Delete Duplicate Rows in MySQL (3 Simple Methods)

Delete Duplicate Rows In Mysql

You may have faced several situations where the same rows in a MySQL table are inserted twice or more. It is very important to ensure that no duplicate data resides in the table. So, in this tutorial, we are going to learn how to delete duplicate data from the table. Not only one but we will see three simple and easy methods to delete duplicate rows from the table. Here we go!

Before We Start

As stated earlier, we will see three methods to delete duplicate rows in the table. All three methods are very easy and simple to execute.

The first method is straightforward and it uses the DELETE JOIN statement which is provided by MySQL to delete duplicate rows.

The second method is not so efficient but it still works. In this method, we will create a new table and insert only unique rows from the first table into it. After that, we will delete the first table and rename the second table as the first table.

The third method uses the row_number() function and nested SQL queries to find the duplicate rows and delete them all. This is a slightly difficult method but still, you can use it.

Examples to Delete Duplicate Rows From MySQL Table

Before demonstrating the examples, let’s create a table and insert data into it. We will also insert some duplicate rows into the table.

CREATE TABLE contacts(
id INT AUTO_INCREMENT PRIMARY KEY,
name VARCHAR(100),
email VARCHAR(100),
city VARCHAR(100)
);
INSERT INTO contacts(name,email,city)
VALUES("Jenos Adams","jenos@gmail.com","LA"),
("Peter Parker", "Peter@gmail.com", "LA"),
("James Anderson", "james@gmail.com", "Boston"),
("Peter Parker", "Peter@gmail.com", "LA"),
("May Bailey","may@gmail.com","NY"),
("Rock Hardy","rock@gmail.com", "LV"),
("James Anderson", "james@gmail.com", "Boston");
SELECT * FROM contacts;
Display Table Data
Display Table Data

We are all set now. Let’s see the first example.

Method 1. Delete Duplicate Rows Using DELETE JOIN

This is the easiest method of all methods. It uses the DELETE JOIN statement that helps to delete all duplicate rows from the table.

The following query deletes all the duplicate rows.

DELETE c1 FROM contacts c1
INNER JOIN contacts c2
WHERE 
c1.id < c2.id AND 
c1.email = c2.email;

Here, c1 and c2 are the aliases given to the same table. We are deleting the common rows where two emails are the same and the row which has the highest id remains as it is.
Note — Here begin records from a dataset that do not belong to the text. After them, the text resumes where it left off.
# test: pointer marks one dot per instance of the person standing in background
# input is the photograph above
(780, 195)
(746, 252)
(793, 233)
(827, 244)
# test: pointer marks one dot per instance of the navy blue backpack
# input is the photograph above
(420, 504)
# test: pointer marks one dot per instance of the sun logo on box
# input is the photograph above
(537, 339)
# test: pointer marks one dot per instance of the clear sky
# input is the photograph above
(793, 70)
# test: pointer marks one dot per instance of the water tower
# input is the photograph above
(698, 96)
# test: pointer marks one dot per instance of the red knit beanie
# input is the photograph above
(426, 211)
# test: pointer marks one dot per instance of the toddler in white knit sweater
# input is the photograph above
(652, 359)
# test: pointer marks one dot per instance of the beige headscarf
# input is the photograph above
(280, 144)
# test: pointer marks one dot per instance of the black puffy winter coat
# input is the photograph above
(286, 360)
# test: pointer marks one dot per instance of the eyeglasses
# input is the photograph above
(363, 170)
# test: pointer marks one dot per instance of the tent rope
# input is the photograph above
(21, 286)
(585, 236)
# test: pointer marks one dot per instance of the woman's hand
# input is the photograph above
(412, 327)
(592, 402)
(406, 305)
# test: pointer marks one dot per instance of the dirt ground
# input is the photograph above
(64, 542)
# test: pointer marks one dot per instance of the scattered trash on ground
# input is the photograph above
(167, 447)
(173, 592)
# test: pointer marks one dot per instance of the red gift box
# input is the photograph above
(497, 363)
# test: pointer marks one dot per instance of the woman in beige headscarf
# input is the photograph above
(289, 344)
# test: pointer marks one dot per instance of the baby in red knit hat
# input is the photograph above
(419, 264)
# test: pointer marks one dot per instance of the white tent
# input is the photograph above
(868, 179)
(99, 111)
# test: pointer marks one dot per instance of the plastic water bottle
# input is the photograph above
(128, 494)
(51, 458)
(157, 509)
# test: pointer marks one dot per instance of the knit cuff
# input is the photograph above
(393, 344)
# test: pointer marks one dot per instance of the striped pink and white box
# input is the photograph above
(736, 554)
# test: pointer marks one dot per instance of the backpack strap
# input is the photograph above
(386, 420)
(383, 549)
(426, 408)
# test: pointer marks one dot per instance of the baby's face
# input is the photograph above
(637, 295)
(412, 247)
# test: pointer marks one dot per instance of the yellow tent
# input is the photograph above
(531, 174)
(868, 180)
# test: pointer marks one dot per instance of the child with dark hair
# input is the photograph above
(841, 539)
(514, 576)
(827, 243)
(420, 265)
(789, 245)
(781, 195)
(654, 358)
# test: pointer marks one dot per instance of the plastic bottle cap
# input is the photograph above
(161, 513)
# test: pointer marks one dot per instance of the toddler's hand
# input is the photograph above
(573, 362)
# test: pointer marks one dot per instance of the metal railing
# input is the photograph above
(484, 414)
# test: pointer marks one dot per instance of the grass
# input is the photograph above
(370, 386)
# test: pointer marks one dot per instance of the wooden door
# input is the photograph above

Let’s display the table data to check if the above query was executed successfully.

SELECT * FROM contacts;
Delete Duplicate Rows Using Delete Join
Delete Duplicate Rows Using Delete Join

As you can see, all duplicate rows are deleted.

Method 2. Delete Duplicate Rows Using Second Table

In this method, we will find only unique rows from the first table and insert them into the second table, so that the new table will contain only unique data. Then we will delete the first table and rename the second table as the first table.

We will follow the below steps-

  • We will create a table of the same structure.
  • Then we will insert unique rows from the first table into the new table.
  • Finally, we will delete the first table and rename the second table to the original.

Let’s start by creating a table.

CREATE TABLE contactsCopy(
id INT AUTO_INCREMENT PRIMARY KEY,
name VARCHAR(100),
email VARCHAR(100),
city VARCHAR(100)
);

Now, insert unique data from the first table.

INSERT INTO contactsCopy(name,email,city)
SELECT name,email,city FROM contacts
GROUP BY email; -- duplicate rows based on email column

Here, we have copied the values of the name, email and city columns into the new table.

Let’s display the new table data to check if only unique data is copied.

SELECT * FROM contactsCopy;
ContactsCopy Table Data
ContactsCopy Table Data

As you can see, only unique data is copied into the table “contactsCopy”.

Now delete the previous table and rename the new table as the old table.

DROP TABLE contacts; #deleting first table
ALTER TABLE contactsCopy RENAME TO contacts; # renaming the contactsCopy table to contacts

Delete And Rename The Tables
Delete And Rename The Tables

As you can see, the old table is deleted and the new table is renamed to the old table name.

Method 3. Delete Duplicate Rows Using the ROW_NUMBER() Function

The ROW_NUMBER() function assigns a sequential integer number to each row. If duplicate data is found then the row number will be greater than one.

The following query will assign the row numbers.

SELECT name,email, row_number() OVER (PARTITION BY email) AS row_num FROM contacts;
Show Row Numbers
Show Row Numbers

As you can see in the above image, the duplicate rows get the number 2.

Now, we will use the above query and delete the duplicate rows which have a row number greater than 1.

DELETE FROM contacts WHERE
id IN(SELECT id FROM(
SELECT id, row_number() OVER(PARTITION BY email)
AS row_num FROM contacts) c
WHERE row_num>1
)

Here, we have used nested queries to delete the duplicate rows.

Let’s display the table data to check if the duplicate data is deleted.

Delete Duplicate Rows Using Row Number Function
Delete Duplicate Rows Using Row Number Function

As you can see, we have now only unique rows in our table which mean all duplicate rows are deleted.

Summary

In this article, we have learned-

  • Introduction to the topic.
  • Ways to delete duplicate rows from the table.
  • Method 1- Delete duplicate rows using the DELETE JOIN statement.
  • Method 2- Delete duplicate rows using the second table.
  • Method 3- Delete duplicate rows using the ROW_NUMBER function.